Honfleur and Juno Beach

Left Bois en Ardres for the last time this morning and took the A16 all the way to Abbeville where we switched to the A28 to St. Saens, then the A29 to Le Havre, over the bridge and down to Honfleur.  One of the few places in Northern France unbombed by the Allies or the Nazis, it boasts skinny old houses, lovely harbours and a zillion restaurants, all busy on Sunday.  Nonetheless, we found seats at Le Petit Bistro, and had a lovely Toast de Chevre (they don't say "roti" here) salad, followed by fresh Moules en Creme and a Crepe Maison Sucre.  Our precarious parking time was up, so we pressed on, resolving to return on a weekday.

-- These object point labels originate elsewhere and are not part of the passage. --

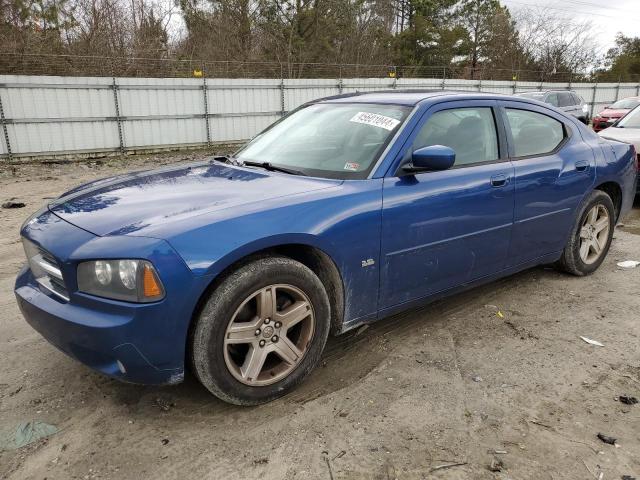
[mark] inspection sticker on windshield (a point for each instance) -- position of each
(351, 166)
(375, 120)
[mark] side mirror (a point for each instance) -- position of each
(432, 158)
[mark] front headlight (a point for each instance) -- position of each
(128, 280)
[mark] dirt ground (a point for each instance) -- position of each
(498, 368)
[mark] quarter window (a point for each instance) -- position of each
(470, 132)
(564, 99)
(534, 133)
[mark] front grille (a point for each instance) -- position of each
(45, 270)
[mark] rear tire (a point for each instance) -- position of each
(261, 331)
(590, 236)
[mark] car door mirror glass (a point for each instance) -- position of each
(432, 158)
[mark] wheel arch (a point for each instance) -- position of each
(614, 190)
(316, 259)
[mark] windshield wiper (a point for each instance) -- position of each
(230, 159)
(272, 168)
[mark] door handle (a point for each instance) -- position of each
(582, 165)
(499, 180)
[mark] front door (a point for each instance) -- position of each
(442, 229)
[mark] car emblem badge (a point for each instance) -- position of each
(268, 332)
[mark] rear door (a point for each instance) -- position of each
(554, 168)
(442, 229)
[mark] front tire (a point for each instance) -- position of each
(591, 236)
(261, 331)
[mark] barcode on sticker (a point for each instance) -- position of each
(375, 120)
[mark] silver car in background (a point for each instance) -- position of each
(627, 130)
(566, 100)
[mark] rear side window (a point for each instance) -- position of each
(470, 132)
(564, 99)
(534, 133)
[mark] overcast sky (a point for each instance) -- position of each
(607, 16)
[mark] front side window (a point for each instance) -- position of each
(331, 140)
(534, 133)
(470, 132)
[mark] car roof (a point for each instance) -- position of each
(405, 97)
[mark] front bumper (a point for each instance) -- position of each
(138, 343)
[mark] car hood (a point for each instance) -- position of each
(627, 135)
(127, 204)
(610, 113)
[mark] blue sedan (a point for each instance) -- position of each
(347, 210)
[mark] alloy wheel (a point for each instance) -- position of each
(269, 335)
(594, 234)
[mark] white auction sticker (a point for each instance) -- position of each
(375, 120)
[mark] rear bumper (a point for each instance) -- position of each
(104, 342)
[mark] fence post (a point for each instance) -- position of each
(114, 87)
(570, 79)
(5, 130)
(205, 97)
(282, 97)
(593, 97)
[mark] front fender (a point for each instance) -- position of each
(344, 223)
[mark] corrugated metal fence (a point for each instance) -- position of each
(51, 116)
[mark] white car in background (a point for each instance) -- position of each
(627, 130)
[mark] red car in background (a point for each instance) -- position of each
(614, 112)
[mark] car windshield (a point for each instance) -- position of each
(625, 103)
(631, 119)
(331, 140)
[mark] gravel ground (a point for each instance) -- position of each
(431, 393)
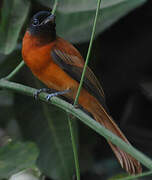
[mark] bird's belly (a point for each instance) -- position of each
(54, 77)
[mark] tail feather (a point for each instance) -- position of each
(127, 162)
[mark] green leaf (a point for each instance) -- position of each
(118, 176)
(13, 15)
(59, 158)
(48, 127)
(17, 156)
(75, 17)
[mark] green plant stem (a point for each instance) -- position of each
(54, 7)
(137, 176)
(16, 87)
(74, 148)
(78, 92)
(15, 71)
(88, 53)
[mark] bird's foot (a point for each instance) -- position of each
(39, 91)
(56, 94)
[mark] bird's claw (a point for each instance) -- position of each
(36, 94)
(48, 97)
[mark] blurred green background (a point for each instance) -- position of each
(36, 136)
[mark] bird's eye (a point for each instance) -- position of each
(35, 22)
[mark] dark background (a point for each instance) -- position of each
(124, 67)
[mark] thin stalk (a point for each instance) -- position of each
(15, 71)
(75, 152)
(88, 53)
(137, 176)
(54, 7)
(22, 89)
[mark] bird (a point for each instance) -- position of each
(59, 65)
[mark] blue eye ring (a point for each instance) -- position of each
(35, 22)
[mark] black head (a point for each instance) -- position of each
(43, 26)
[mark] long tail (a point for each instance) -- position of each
(127, 162)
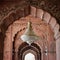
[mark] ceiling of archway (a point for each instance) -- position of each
(9, 7)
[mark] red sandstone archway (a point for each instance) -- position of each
(18, 27)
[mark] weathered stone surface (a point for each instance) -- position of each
(46, 17)
(57, 36)
(40, 13)
(33, 11)
(56, 29)
(58, 49)
(52, 22)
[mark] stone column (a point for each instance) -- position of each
(8, 47)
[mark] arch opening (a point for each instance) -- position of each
(29, 56)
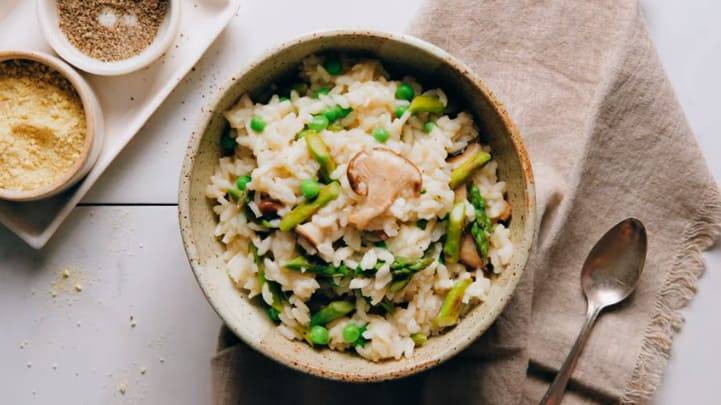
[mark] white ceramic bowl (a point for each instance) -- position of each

Variously and incorrectly located by our map, our road atlas, our guide book, and our GPS unit, the Canadian invasion beach Juno proved a little elusive.  We eventually tracked it down by the simple expedient of finding Sword Beach and driving along the coast until we saw a monument.  The bold monument is on the esplanade, adjacent to Canada House, one of the most photographed houses on the coast.  Still standing after the D-Day invasion, it became an impromptu R&R site for the Canadians.  It is said that the locals were delighted to find that one of the first regiments to liberate them was the French-speaking Regimente de La Chaudiere.  The Canadians pushed inland from here and were the first of the Allies to liberate a major town; Caen.  Paul admitted to being a little choked-up by being on the site and didn't think he could handle the war cemeteries, so we headed off to our final destination a B&B in La Rue which we were delighted to find had a view of Mont St. Michel!

The graceful Pont de Normandie at Le Havre

Our lunch stop in Honfleur.  Bistrot with a "t".

Inner harbour, Honfleur

Reg and her Crepe Maison

Monument, Juno Beach


Canada House, June 6, 1944

Canada House today

Juno Beach.  Note that all the other buildings are new.